(Michael Chinen)

31 Jan 21
22:19

Books I Read in 2020: Stats

I wanted to write in-depth book reviews for books that I enjoyed in 2020 at the very start of the year. Well, it’s already a month and I haven’t gotten to it.
So to kickstart it, I’m just going to make the task easier and just list some of the books I read in 2020 that were noteworthy with one or two sentences. And to narrow it down further, I’m just going to talk about stats-related books, because I read a few of them.

Science Fictions, Stuart Ritchie (2020)

This is a relentless, even thrilling debunking of bad science, starting with the replication crisis in psychology and ending up touching much more than I expected. The stories are captivating, and the explanations focus on the system’s perverse incentives for fraud, hype and negligence more than blaming the individuals (although there is definitely shaming where it is called for). The criticism of Kahneman’s overconfidence in Thinking Fast and Slow was refreshing to read, because he (and Yudkowsky in his senquences) says something to the effect of ‘you have no other choice to believe after reading these studies’, which felt like it didn’t match the larger message about questioning your beliefs and updating them on new information. It is a good lesson, not without a healthy helping of irony that rationalists need to be told that they should be less confident that they don’t know everything yet. Another great criticism was about the hugely popular, and often unchallenged Matthew Walker’s Why We Sleep, which I just took at face value before reading this book.

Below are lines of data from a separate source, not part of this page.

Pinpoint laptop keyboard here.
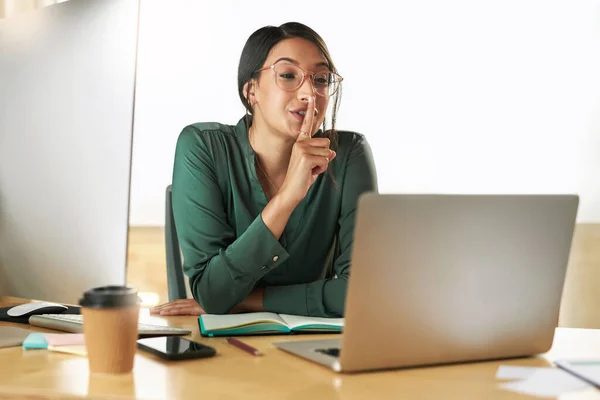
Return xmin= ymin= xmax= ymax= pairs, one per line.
xmin=315 ymin=347 xmax=340 ymax=357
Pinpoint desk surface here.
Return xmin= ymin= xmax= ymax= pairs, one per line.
xmin=0 ymin=296 xmax=600 ymax=400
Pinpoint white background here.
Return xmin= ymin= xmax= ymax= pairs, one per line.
xmin=130 ymin=0 xmax=600 ymax=226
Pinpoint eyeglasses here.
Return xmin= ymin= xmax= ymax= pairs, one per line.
xmin=256 ymin=62 xmax=344 ymax=97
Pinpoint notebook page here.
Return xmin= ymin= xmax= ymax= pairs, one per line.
xmin=201 ymin=312 xmax=286 ymax=331
xmin=279 ymin=314 xmax=344 ymax=329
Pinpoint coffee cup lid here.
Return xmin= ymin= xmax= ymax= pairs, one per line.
xmin=79 ymin=286 xmax=140 ymax=308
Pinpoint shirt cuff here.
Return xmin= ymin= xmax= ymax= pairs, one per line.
xmin=225 ymin=214 xmax=290 ymax=280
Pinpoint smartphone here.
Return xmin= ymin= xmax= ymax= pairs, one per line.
xmin=137 ymin=336 xmax=217 ymax=360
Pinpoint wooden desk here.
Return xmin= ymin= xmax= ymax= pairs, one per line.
xmin=0 ymin=296 xmax=600 ymax=400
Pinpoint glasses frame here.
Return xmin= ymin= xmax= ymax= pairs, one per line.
xmin=255 ymin=61 xmax=344 ymax=97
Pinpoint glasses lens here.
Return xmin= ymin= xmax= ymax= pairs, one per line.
xmin=275 ymin=64 xmax=339 ymax=96
xmin=275 ymin=64 xmax=302 ymax=91
xmin=314 ymin=72 xmax=339 ymax=96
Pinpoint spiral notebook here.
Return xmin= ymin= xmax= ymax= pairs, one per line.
xmin=198 ymin=312 xmax=344 ymax=336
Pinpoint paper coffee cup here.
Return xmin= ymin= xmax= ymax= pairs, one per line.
xmin=79 ymin=286 xmax=140 ymax=374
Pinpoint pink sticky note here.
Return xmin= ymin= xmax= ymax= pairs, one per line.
xmin=44 ymin=333 xmax=85 ymax=346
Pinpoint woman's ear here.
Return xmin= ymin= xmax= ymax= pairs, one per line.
xmin=244 ymin=81 xmax=256 ymax=106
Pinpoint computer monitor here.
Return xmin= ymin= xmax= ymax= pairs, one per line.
xmin=0 ymin=0 xmax=139 ymax=303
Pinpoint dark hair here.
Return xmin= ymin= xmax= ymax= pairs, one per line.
xmin=238 ymin=22 xmax=342 ymax=155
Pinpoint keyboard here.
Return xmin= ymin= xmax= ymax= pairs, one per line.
xmin=29 ymin=314 xmax=192 ymax=337
xmin=315 ymin=347 xmax=340 ymax=357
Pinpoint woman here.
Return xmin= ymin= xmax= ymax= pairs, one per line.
xmin=151 ymin=23 xmax=377 ymax=317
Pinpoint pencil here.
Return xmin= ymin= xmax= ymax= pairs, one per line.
xmin=227 ymin=338 xmax=263 ymax=356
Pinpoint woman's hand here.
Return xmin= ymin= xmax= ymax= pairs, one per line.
xmin=277 ymin=96 xmax=336 ymax=207
xmin=150 ymin=299 xmax=206 ymax=315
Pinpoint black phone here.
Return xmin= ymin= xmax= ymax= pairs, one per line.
xmin=137 ymin=336 xmax=217 ymax=360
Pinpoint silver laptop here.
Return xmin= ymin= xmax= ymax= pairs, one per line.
xmin=274 ymin=193 xmax=579 ymax=372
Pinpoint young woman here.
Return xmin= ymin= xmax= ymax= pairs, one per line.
xmin=151 ymin=22 xmax=377 ymax=317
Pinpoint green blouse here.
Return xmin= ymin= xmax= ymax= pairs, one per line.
xmin=172 ymin=118 xmax=378 ymax=317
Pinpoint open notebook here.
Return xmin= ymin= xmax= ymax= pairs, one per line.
xmin=198 ymin=312 xmax=344 ymax=336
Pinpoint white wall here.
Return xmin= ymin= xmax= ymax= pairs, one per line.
xmin=130 ymin=0 xmax=600 ymax=225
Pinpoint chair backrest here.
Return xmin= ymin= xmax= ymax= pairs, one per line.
xmin=165 ymin=185 xmax=187 ymax=301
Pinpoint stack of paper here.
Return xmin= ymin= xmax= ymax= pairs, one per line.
xmin=496 ymin=365 xmax=590 ymax=397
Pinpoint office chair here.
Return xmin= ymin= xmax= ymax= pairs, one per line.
xmin=165 ymin=185 xmax=187 ymax=301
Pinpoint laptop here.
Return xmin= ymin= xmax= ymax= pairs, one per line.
xmin=274 ymin=193 xmax=579 ymax=372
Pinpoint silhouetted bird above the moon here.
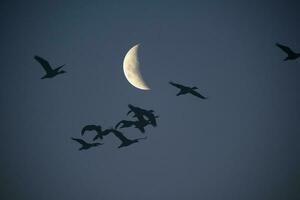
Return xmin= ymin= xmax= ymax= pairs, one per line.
xmin=169 ymin=81 xmax=206 ymax=99
xmin=34 ymin=56 xmax=66 ymax=79
xmin=115 ymin=120 xmax=150 ymax=133
xmin=276 ymin=43 xmax=300 ymax=61
xmin=71 ymin=138 xmax=102 ymax=151
xmin=112 ymin=129 xmax=147 ymax=148
xmin=81 ymin=125 xmax=112 ymax=141
xmin=127 ymin=104 xmax=158 ymax=127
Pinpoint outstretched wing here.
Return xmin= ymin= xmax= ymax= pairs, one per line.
xmin=147 ymin=113 xmax=157 ymax=126
xmin=112 ymin=130 xmax=129 ymax=142
xmin=191 ymin=90 xmax=206 ymax=99
xmin=71 ymin=138 xmax=87 ymax=145
xmin=169 ymin=81 xmax=186 ymax=89
xmin=81 ymin=125 xmax=101 ymax=135
xmin=34 ymin=56 xmax=53 ymax=73
xmin=276 ymin=43 xmax=295 ymax=55
xmin=115 ymin=120 xmax=125 ymax=128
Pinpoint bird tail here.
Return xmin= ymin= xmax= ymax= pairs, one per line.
xmin=137 ymin=136 xmax=147 ymax=140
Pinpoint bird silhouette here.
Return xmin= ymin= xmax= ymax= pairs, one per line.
xmin=112 ymin=129 xmax=147 ymax=148
xmin=71 ymin=138 xmax=103 ymax=151
xmin=34 ymin=56 xmax=66 ymax=79
xmin=115 ymin=120 xmax=150 ymax=133
xmin=127 ymin=104 xmax=158 ymax=127
xmin=276 ymin=43 xmax=300 ymax=61
xmin=81 ymin=125 xmax=112 ymax=141
xmin=169 ymin=81 xmax=206 ymax=99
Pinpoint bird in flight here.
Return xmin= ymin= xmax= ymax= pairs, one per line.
xmin=71 ymin=138 xmax=102 ymax=151
xmin=115 ymin=120 xmax=150 ymax=133
xmin=112 ymin=129 xmax=147 ymax=148
xmin=81 ymin=125 xmax=112 ymax=141
xmin=34 ymin=56 xmax=66 ymax=79
xmin=169 ymin=81 xmax=206 ymax=99
xmin=276 ymin=43 xmax=300 ymax=61
xmin=127 ymin=104 xmax=158 ymax=127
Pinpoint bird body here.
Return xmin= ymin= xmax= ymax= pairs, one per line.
xmin=276 ymin=43 xmax=300 ymax=61
xmin=34 ymin=56 xmax=66 ymax=79
xmin=115 ymin=120 xmax=149 ymax=133
xmin=127 ymin=104 xmax=158 ymax=127
xmin=71 ymin=138 xmax=102 ymax=151
xmin=81 ymin=125 xmax=111 ymax=141
xmin=112 ymin=129 xmax=147 ymax=148
xmin=169 ymin=81 xmax=206 ymax=99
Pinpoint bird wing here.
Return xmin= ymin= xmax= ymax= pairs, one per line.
xmin=115 ymin=120 xmax=125 ymax=128
xmin=81 ymin=125 xmax=101 ymax=135
xmin=55 ymin=65 xmax=65 ymax=71
xmin=276 ymin=43 xmax=295 ymax=55
xmin=190 ymin=90 xmax=206 ymax=99
xmin=34 ymin=56 xmax=53 ymax=73
xmin=71 ymin=138 xmax=87 ymax=145
xmin=147 ymin=113 xmax=157 ymax=126
xmin=169 ymin=81 xmax=186 ymax=89
xmin=112 ymin=130 xmax=129 ymax=142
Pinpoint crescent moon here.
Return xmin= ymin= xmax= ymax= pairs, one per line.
xmin=123 ymin=44 xmax=150 ymax=90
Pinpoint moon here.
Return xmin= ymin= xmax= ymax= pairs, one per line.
xmin=123 ymin=44 xmax=150 ymax=90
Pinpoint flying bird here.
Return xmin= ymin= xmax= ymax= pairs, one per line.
xmin=169 ymin=81 xmax=206 ymax=99
xmin=71 ymin=138 xmax=103 ymax=151
xmin=127 ymin=104 xmax=158 ymax=127
xmin=276 ymin=43 xmax=300 ymax=61
xmin=115 ymin=120 xmax=150 ymax=133
xmin=112 ymin=129 xmax=147 ymax=148
xmin=34 ymin=56 xmax=66 ymax=79
xmin=81 ymin=125 xmax=112 ymax=141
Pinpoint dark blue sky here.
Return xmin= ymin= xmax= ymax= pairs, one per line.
xmin=0 ymin=0 xmax=300 ymax=200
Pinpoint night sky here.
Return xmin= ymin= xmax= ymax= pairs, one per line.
xmin=0 ymin=0 xmax=300 ymax=200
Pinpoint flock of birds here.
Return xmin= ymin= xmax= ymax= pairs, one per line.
xmin=34 ymin=43 xmax=300 ymax=150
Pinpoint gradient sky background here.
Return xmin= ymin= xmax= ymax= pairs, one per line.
xmin=0 ymin=0 xmax=300 ymax=200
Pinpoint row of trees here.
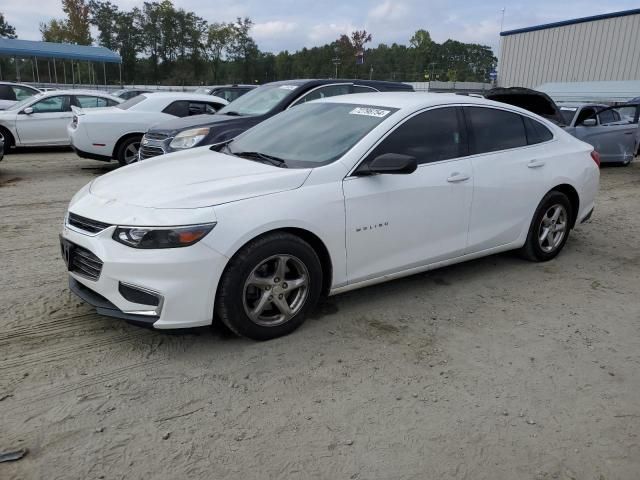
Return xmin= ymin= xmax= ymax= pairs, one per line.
xmin=0 ymin=0 xmax=497 ymax=85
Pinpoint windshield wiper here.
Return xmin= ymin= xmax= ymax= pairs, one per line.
xmin=229 ymin=149 xmax=287 ymax=168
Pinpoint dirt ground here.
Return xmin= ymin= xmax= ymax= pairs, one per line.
xmin=0 ymin=150 xmax=640 ymax=480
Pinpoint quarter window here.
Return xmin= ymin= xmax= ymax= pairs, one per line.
xmin=31 ymin=96 xmax=71 ymax=113
xmin=368 ymin=107 xmax=467 ymax=164
xmin=522 ymin=117 xmax=553 ymax=145
xmin=465 ymin=107 xmax=527 ymax=153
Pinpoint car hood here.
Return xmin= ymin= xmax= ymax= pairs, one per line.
xmin=90 ymin=147 xmax=311 ymax=208
xmin=485 ymin=87 xmax=564 ymax=125
xmin=149 ymin=113 xmax=255 ymax=136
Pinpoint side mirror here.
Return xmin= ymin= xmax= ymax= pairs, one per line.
xmin=356 ymin=153 xmax=418 ymax=175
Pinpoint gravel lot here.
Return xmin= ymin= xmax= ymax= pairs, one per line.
xmin=0 ymin=150 xmax=640 ymax=480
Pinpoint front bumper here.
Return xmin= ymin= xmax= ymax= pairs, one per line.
xmin=61 ymin=221 xmax=227 ymax=329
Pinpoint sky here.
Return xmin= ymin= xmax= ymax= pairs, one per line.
xmin=0 ymin=0 xmax=639 ymax=52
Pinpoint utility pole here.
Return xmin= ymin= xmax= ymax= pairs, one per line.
xmin=331 ymin=47 xmax=342 ymax=78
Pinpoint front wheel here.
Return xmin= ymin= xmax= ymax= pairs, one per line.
xmin=520 ymin=191 xmax=573 ymax=262
xmin=116 ymin=136 xmax=142 ymax=167
xmin=216 ymin=232 xmax=322 ymax=340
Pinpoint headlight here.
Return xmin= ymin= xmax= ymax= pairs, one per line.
xmin=113 ymin=222 xmax=216 ymax=248
xmin=169 ymin=128 xmax=209 ymax=150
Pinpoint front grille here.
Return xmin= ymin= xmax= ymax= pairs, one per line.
xmin=69 ymin=245 xmax=102 ymax=280
xmin=140 ymin=145 xmax=164 ymax=160
xmin=144 ymin=132 xmax=169 ymax=140
xmin=67 ymin=212 xmax=111 ymax=233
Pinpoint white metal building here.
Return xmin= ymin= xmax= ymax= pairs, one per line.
xmin=498 ymin=9 xmax=640 ymax=89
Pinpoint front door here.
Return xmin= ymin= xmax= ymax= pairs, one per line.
xmin=16 ymin=95 xmax=73 ymax=145
xmin=343 ymin=107 xmax=473 ymax=283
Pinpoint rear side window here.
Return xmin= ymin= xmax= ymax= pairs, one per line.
xmin=464 ymin=107 xmax=527 ymax=153
xmin=76 ymin=95 xmax=108 ymax=108
xmin=522 ymin=117 xmax=553 ymax=145
xmin=369 ymin=107 xmax=466 ymax=164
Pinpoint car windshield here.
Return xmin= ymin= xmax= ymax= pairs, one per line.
xmin=223 ymin=102 xmax=397 ymax=168
xmin=560 ymin=107 xmax=578 ymax=125
xmin=7 ymin=93 xmax=44 ymax=110
xmin=116 ymin=95 xmax=147 ymax=110
xmin=218 ymin=85 xmax=298 ymax=115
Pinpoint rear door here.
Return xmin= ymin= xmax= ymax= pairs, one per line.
xmin=343 ymin=107 xmax=473 ymax=283
xmin=16 ymin=95 xmax=73 ymax=145
xmin=464 ymin=106 xmax=553 ymax=253
xmin=574 ymin=105 xmax=638 ymax=163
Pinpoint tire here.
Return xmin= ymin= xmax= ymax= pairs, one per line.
xmin=116 ymin=135 xmax=142 ymax=167
xmin=215 ymin=232 xmax=322 ymax=340
xmin=0 ymin=127 xmax=14 ymax=150
xmin=520 ymin=190 xmax=573 ymax=262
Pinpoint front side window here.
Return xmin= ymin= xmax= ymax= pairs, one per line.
xmin=76 ymin=95 xmax=108 ymax=108
xmin=464 ymin=107 xmax=528 ymax=153
xmin=367 ymin=107 xmax=467 ymax=164
xmin=162 ymin=100 xmax=189 ymax=117
xmin=222 ymin=102 xmax=397 ymax=168
xmin=292 ymin=85 xmax=351 ymax=106
xmin=598 ymin=109 xmax=620 ymax=125
xmin=31 ymin=95 xmax=71 ymax=113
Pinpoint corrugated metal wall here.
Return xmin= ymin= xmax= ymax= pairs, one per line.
xmin=498 ymin=14 xmax=640 ymax=88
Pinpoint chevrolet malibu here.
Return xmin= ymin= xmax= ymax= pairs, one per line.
xmin=61 ymin=93 xmax=599 ymax=340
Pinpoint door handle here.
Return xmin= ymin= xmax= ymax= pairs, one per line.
xmin=527 ymin=160 xmax=545 ymax=168
xmin=447 ymin=172 xmax=471 ymax=183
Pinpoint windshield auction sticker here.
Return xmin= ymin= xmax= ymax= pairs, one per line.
xmin=349 ymin=107 xmax=391 ymax=118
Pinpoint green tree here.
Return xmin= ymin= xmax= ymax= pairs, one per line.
xmin=0 ymin=12 xmax=18 ymax=38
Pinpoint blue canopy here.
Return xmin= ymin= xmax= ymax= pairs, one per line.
xmin=0 ymin=38 xmax=122 ymax=63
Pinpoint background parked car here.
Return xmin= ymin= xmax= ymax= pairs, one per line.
xmin=67 ymin=92 xmax=228 ymax=165
xmin=193 ymin=85 xmax=257 ymax=103
xmin=0 ymin=82 xmax=40 ymax=110
xmin=112 ymin=88 xmax=151 ymax=100
xmin=139 ymin=79 xmax=413 ymax=160
xmin=0 ymin=90 xmax=122 ymax=151
xmin=486 ymin=88 xmax=640 ymax=165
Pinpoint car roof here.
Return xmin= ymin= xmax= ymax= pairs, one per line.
xmin=264 ymin=78 xmax=413 ymax=91
xmin=315 ymin=92 xmax=512 ymax=110
xmin=558 ymin=102 xmax=609 ymax=108
xmin=143 ymin=92 xmax=224 ymax=102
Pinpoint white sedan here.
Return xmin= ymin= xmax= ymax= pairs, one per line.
xmin=68 ymin=92 xmax=229 ymax=165
xmin=61 ymin=93 xmax=599 ymax=340
xmin=0 ymin=90 xmax=122 ymax=151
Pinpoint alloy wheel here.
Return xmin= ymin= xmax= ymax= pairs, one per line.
xmin=538 ymin=203 xmax=569 ymax=253
xmin=124 ymin=142 xmax=140 ymax=165
xmin=242 ymin=255 xmax=309 ymax=327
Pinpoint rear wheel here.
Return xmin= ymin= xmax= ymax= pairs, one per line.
xmin=116 ymin=136 xmax=142 ymax=167
xmin=216 ymin=232 xmax=322 ymax=340
xmin=520 ymin=191 xmax=573 ymax=262
xmin=0 ymin=127 xmax=13 ymax=153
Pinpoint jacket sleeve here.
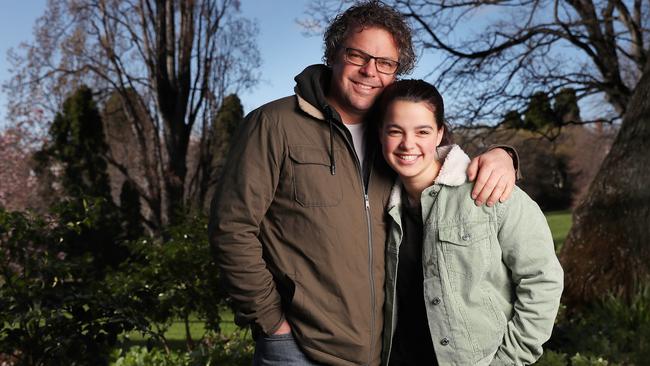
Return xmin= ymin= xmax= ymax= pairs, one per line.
xmin=492 ymin=187 xmax=564 ymax=365
xmin=208 ymin=109 xmax=286 ymax=334
xmin=481 ymin=144 xmax=522 ymax=180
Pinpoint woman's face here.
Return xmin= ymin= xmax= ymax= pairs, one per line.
xmin=380 ymin=100 xmax=444 ymax=184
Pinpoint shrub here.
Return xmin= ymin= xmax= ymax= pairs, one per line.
xmin=547 ymin=287 xmax=650 ymax=365
xmin=111 ymin=331 xmax=253 ymax=366
xmin=0 ymin=199 xmax=133 ymax=365
xmin=109 ymin=216 xmax=225 ymax=350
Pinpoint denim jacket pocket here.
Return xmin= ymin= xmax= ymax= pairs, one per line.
xmin=438 ymin=222 xmax=490 ymax=282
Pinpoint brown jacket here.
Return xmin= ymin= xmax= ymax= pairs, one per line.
xmin=209 ymin=65 xmax=393 ymax=365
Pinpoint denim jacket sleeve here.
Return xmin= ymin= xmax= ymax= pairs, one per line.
xmin=492 ymin=187 xmax=564 ymax=365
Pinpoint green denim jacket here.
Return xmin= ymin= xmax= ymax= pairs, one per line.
xmin=382 ymin=145 xmax=563 ymax=365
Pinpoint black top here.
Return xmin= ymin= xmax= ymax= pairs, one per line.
xmin=389 ymin=195 xmax=438 ymax=366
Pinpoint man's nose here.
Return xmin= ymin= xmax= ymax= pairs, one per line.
xmin=359 ymin=58 xmax=377 ymax=76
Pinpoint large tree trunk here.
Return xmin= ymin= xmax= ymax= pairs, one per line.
xmin=560 ymin=63 xmax=650 ymax=308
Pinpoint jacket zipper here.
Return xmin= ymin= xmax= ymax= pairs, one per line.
xmin=334 ymin=123 xmax=377 ymax=365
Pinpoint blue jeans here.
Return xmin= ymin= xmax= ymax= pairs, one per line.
xmin=253 ymin=333 xmax=319 ymax=366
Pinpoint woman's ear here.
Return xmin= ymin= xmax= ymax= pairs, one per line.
xmin=436 ymin=126 xmax=445 ymax=146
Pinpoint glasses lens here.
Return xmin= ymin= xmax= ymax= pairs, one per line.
xmin=375 ymin=58 xmax=399 ymax=74
xmin=345 ymin=48 xmax=399 ymax=75
xmin=345 ymin=48 xmax=370 ymax=66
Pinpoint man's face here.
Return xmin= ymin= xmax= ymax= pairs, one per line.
xmin=327 ymin=27 xmax=399 ymax=124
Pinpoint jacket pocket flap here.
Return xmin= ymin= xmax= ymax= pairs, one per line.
xmin=438 ymin=222 xmax=490 ymax=246
xmin=289 ymin=146 xmax=330 ymax=166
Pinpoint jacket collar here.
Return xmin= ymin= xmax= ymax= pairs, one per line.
xmin=387 ymin=145 xmax=470 ymax=212
xmin=294 ymin=64 xmax=340 ymax=120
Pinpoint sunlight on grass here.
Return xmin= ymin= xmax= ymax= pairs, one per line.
xmin=544 ymin=210 xmax=572 ymax=252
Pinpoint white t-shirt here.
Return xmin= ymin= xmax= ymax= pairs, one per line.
xmin=344 ymin=123 xmax=366 ymax=171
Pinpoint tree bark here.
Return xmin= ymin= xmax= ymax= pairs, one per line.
xmin=560 ymin=63 xmax=650 ymax=309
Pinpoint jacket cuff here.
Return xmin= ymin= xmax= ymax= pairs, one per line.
xmin=255 ymin=306 xmax=285 ymax=336
xmin=485 ymin=144 xmax=521 ymax=180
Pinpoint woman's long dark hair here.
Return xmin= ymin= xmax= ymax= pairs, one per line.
xmin=373 ymin=79 xmax=453 ymax=146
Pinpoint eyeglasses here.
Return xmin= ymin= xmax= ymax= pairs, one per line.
xmin=345 ymin=47 xmax=399 ymax=75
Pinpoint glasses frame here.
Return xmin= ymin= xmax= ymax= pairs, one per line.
xmin=343 ymin=47 xmax=400 ymax=75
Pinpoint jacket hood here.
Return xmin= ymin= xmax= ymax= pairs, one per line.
xmin=294 ymin=64 xmax=341 ymax=121
xmin=388 ymin=145 xmax=470 ymax=208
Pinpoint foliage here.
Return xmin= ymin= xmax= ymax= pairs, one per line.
xmin=111 ymin=346 xmax=189 ymax=366
xmin=535 ymin=351 xmax=618 ymax=366
xmin=0 ymin=125 xmax=42 ymax=210
xmin=36 ymin=86 xmax=110 ymax=200
xmin=109 ymin=216 xmax=225 ymax=349
xmin=111 ymin=333 xmax=253 ymax=366
xmin=192 ymin=94 xmax=244 ymax=211
xmin=4 ymin=0 xmax=261 ymax=229
xmin=548 ymin=286 xmax=650 ymax=365
xmin=120 ymin=180 xmax=144 ymax=238
xmin=545 ymin=211 xmax=572 ymax=253
xmin=502 ymin=88 xmax=580 ymax=139
xmin=0 ymin=199 xmax=133 ymax=365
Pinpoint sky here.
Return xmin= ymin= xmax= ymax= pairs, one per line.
xmin=0 ymin=0 xmax=440 ymax=127
xmin=0 ymin=0 xmax=436 ymax=126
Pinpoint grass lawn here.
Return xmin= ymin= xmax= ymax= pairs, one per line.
xmin=124 ymin=310 xmax=244 ymax=350
xmin=119 ymin=210 xmax=571 ymax=350
xmin=544 ymin=210 xmax=572 ymax=252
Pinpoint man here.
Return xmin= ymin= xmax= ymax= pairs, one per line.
xmin=210 ymin=2 xmax=515 ymax=365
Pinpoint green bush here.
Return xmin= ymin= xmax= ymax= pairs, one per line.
xmin=109 ymin=216 xmax=225 ymax=350
xmin=547 ymin=287 xmax=650 ymax=365
xmin=111 ymin=332 xmax=254 ymax=366
xmin=0 ymin=199 xmax=133 ymax=365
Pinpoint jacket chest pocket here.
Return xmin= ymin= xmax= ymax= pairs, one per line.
xmin=289 ymin=146 xmax=342 ymax=207
xmin=438 ymin=222 xmax=490 ymax=286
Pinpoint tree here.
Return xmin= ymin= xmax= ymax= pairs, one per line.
xmin=36 ymin=86 xmax=112 ymax=202
xmin=305 ymin=0 xmax=650 ymax=304
xmin=35 ymin=86 xmax=128 ymax=268
xmin=6 ymin=0 xmax=260 ymax=232
xmin=191 ymin=94 xmax=244 ymax=209
xmin=560 ymin=65 xmax=650 ymax=305
xmin=0 ymin=125 xmax=41 ymax=210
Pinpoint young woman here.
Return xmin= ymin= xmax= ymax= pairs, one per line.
xmin=377 ymin=80 xmax=563 ymax=365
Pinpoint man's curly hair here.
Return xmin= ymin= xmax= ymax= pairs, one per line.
xmin=323 ymin=0 xmax=416 ymax=75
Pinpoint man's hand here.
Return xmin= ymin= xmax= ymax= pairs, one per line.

Statistical Rethinking, Richard McElreath, 2nd edition (2020)

This is an excellent introduction to Bayesian statistics, and pairs wonderfully with the author’s engaging, enlightening, and entertaining recorded 2019 lectures on YouTube as well as the homework problems on GitHub. Miraculously, McElreath manages to pull off a new video phenomena that mixes statistics with hints of standup comedy. There are no mesmerizing 3blue1brown-like plots, but McElreath picks interesting problems and datasets to play with, and breaks down the model into the core components that a newcomer would need to understand it. I also appreciate that the course is designed for a wide range of people, so there are very little assumptions about math backgrounds, but if you know calculus, information theory, and linear algebra, there are nice little asides that go deeper. It’s also great how up-to-date the book is – I didn’t expect to be so interested by the developments in Hamiltonian Monte Carlo that have come in the past few years, but it seems the field is undergoing rapid development. This book also helped me with understanding casual inference and confounders and is a great follow-up to the casual-reader oriented Pearl book mentioned below.

The Book of Why, Judea Pearl (2018)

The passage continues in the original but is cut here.